Conditional Probability
Checkpoints
- Bayes' Formula Essential Bayes' formula inverts a conditional probability: given P(B | A_i) for each cell A_i of a partition and the prior probabilities P(A_i), the posterior P(A_i | B) is P(B | A_i) P(A_i) / Σ_j P(B | A_j) P(A_j). This checkpoint derives the formula from the multiplication rule and the law of total probability, frames it as the foundation of Bayesian inference (prior × likelihood ∝ posterior), and works through the canonical diagnostic-test example to show how base rates dominate intuitively surprising answers.
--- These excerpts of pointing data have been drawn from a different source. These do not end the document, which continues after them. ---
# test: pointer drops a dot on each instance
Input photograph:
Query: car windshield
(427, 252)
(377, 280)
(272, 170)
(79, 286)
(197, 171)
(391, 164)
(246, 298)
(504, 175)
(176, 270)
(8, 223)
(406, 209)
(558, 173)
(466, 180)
- Conditional Expectation Essential The conditional expectation E[X | B] is the expectation of X under the conditional probability P(· | B); more generally, E[X | Y] is the random variable that takes value E[X | Y = y] when Y = y. This checkpoint defines conditional expectation in the discrete and absolutely continuous cases, presents it as a function of the conditioning variable, and develops the linearity, monotonicity, and 'taking out what is known' properties that make it the natural projection onto the σ-algebra generated by Y.
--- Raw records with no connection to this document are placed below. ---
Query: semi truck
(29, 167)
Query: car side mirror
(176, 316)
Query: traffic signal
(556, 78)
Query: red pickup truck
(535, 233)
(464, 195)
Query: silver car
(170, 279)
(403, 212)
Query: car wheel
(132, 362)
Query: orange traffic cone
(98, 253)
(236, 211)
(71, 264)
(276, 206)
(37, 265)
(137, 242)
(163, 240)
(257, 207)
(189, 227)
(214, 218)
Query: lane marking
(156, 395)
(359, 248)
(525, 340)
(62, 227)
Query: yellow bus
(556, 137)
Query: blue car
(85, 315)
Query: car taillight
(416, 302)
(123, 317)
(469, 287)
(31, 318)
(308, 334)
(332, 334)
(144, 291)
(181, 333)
- Conditional Probability Essential The conditional probability of A given B is P(A | B) = P(A ∩ B) / P(B), defined whenever P(B) > 0. This checkpoint motivates the definition as the renormalised probability on the restricted sample space B, derives the multiplication rule P(A ∩ B) = P(A | B) P(B), and proves the law of total probability via a partition of Ω.
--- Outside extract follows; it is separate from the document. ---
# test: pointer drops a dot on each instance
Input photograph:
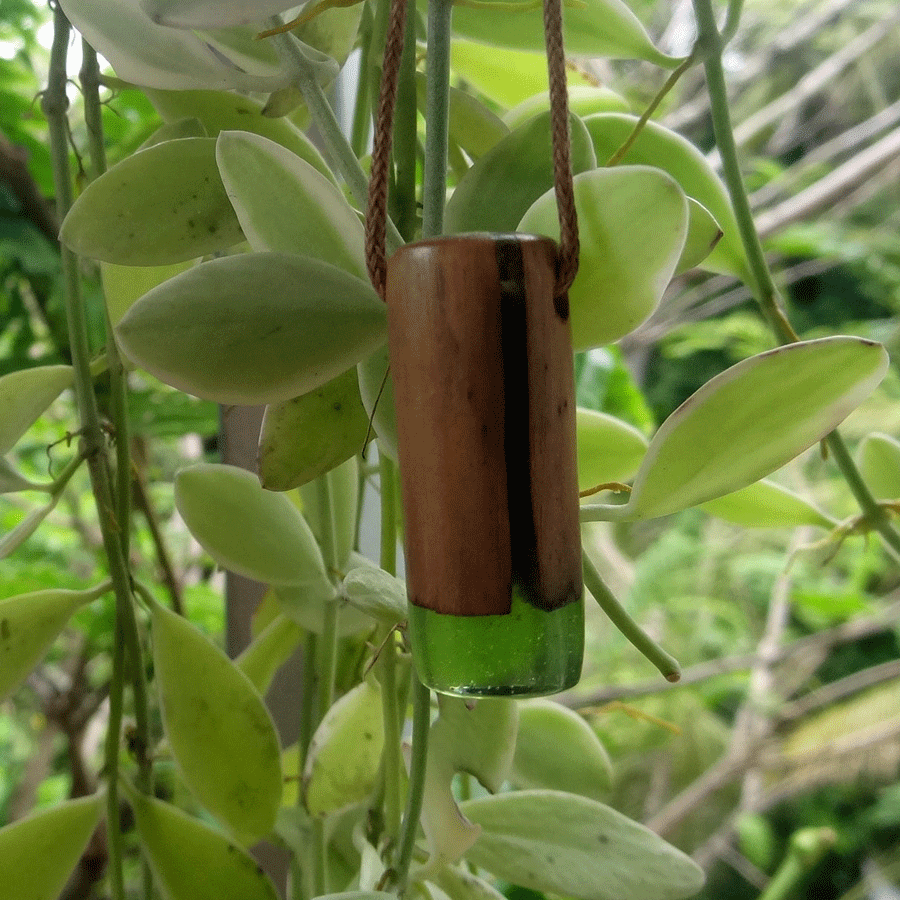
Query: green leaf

- Independence of Events Essential Two events A and B are independent when P(A ∩ B) = P(A) P(B) — equivalently, when P(A | B) = P(A) for events with P(B) > 0. This checkpoint defines independence of two events, generalises it to pairwise and mutual independence of arbitrary collections, illustrates with examples why pairwise independence is strictly weaker than mutual, and contrasts independence with the (similar-sounding but distinct) notion of being mutually exclusive.
- Law of Total Expectation Essential The law of total expectation states E[X] = E[E[X | Y]] — averaging the conditional expectation over the conditioning variable recovers the unconditional expectation. This checkpoint proves the identity in the discrete and absolutely continuous cases, presents the analogous law of total variance Var(X) = E[Var(X | Y)] + Var(E[X | Y]), and applies the technique to compute expectations by conditioning on an auxiliary variable that simplifies the problem.